This is interesting reading. Tons of guys running the old Fisher headgear, with that yellow "Decapitator" sticking out the front. But I don't see them on anything newer than the 94 basher mentioned. Apparently older trucks don't get in accidents, eh?


----------



## Sno4U (Dec 30, 2003)

2COR517;803363 said:


> This is interesting reading. Tons of guys running the old Fisher headgear, with that yellow "Decapitator" sticking out the front. But I don't see them on anything newer than the 94 basher mentioned. Apparently older trucks don't get in accidents, eh?

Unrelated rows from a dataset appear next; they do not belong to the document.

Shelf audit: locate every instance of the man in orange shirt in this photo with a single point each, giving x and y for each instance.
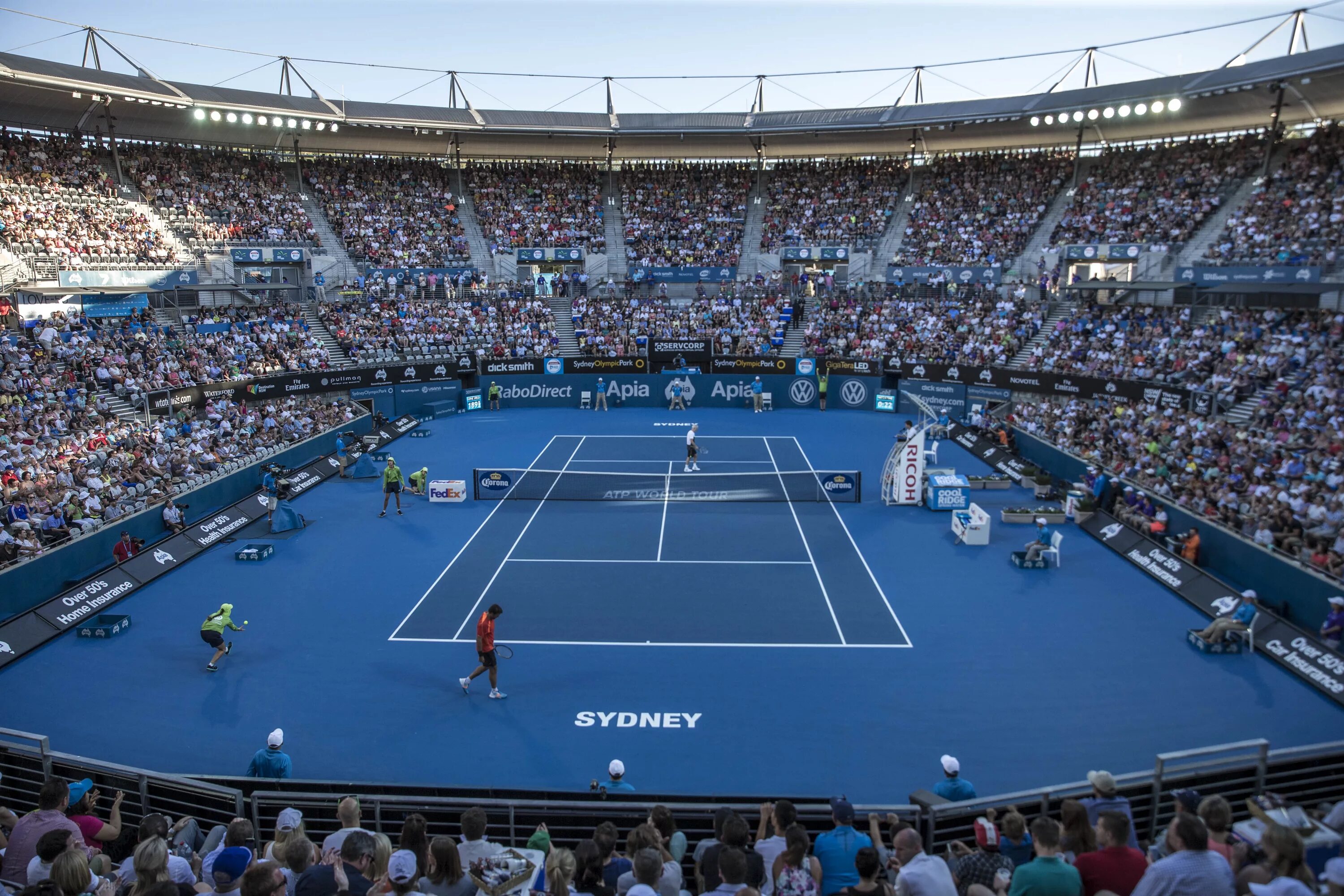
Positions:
(1190, 551)
(486, 650)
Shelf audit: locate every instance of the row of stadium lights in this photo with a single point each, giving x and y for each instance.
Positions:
(275, 121)
(1109, 112)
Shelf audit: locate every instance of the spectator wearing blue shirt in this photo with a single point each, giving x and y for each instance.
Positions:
(271, 762)
(1238, 621)
(953, 786)
(838, 848)
(1042, 542)
(342, 454)
(616, 769)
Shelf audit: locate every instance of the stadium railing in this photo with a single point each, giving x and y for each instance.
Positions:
(1238, 770)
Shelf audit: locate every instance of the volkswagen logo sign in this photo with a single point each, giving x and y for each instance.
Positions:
(854, 393)
(803, 392)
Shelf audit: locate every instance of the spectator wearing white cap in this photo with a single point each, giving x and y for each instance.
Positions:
(272, 762)
(1042, 540)
(616, 769)
(1238, 620)
(1107, 800)
(1334, 625)
(953, 786)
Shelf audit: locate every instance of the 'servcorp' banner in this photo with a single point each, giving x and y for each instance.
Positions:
(1287, 645)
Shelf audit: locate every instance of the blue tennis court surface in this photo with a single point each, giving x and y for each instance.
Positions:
(715, 648)
(765, 573)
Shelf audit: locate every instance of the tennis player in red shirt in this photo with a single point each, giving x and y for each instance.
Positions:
(486, 650)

Well, thats a simple 1. The old versionss are "grandfathered" in. You can buy one of the older trucks and even put a convetional mount on it (now-today) but anything after '94 ya can't. Manus. don't even offer a carton for a newer truck-say if u want have a blade and want to install that on a newer truck. 
I'll still hold up w/ the fact that I much prefer my ols style, cable ccontrolled, Western over any newer Western.
Of course, I suppose if we all still only had cable control plows, there wouldn't be V-plows availabale either.


----------



## basher (Nov 13, 2004)

Sno4U;803368 said:


> Well, thats a simple 1. The old versionss are "grandfathered" in. You can buy one of the older trucks and even put a convetional mount on it (now-today) but anything after '94 ya can't. Manus. don't even offer a carton for a newer truck-say if u want have a blade and want to install that on a newer truck.
> I'll still hold up w/ the fact that I much prefer my ols style, cable ccontrolled, Western over any newer Western.
> Of course, I suppose if we all still only had cable control plows, there wouldn't be V-plows availabale either.


Meyer has 17091 conventional 84-91 Ford and the 17078 73-87 chevy mount still on the books list price in the $1300 range.

the conventional mount cable operated Western was/is a great snow mover but it works just as well with a Elec. Solenoid controlled pump. My standerd 7.5 western conventional mount with the Elec/chartrige on a 91 V8 Dakota extend cab short bed is still maybe my favorite plow vehicle. Oh an Western made a conventional mount Vee as did Diamond and I believe Boss


----------



## Sno4U (Dec 30, 2003)

Hey Basher, can I buy a conventional mount carton for my '97 1/2Ton, short bed, Dodger?
(Ya I know a 11/2 ton is alight truck but, its replacing a Jeep that got mashed last year)


----------



## basher (Nov 13, 2004)

not after 94.


----------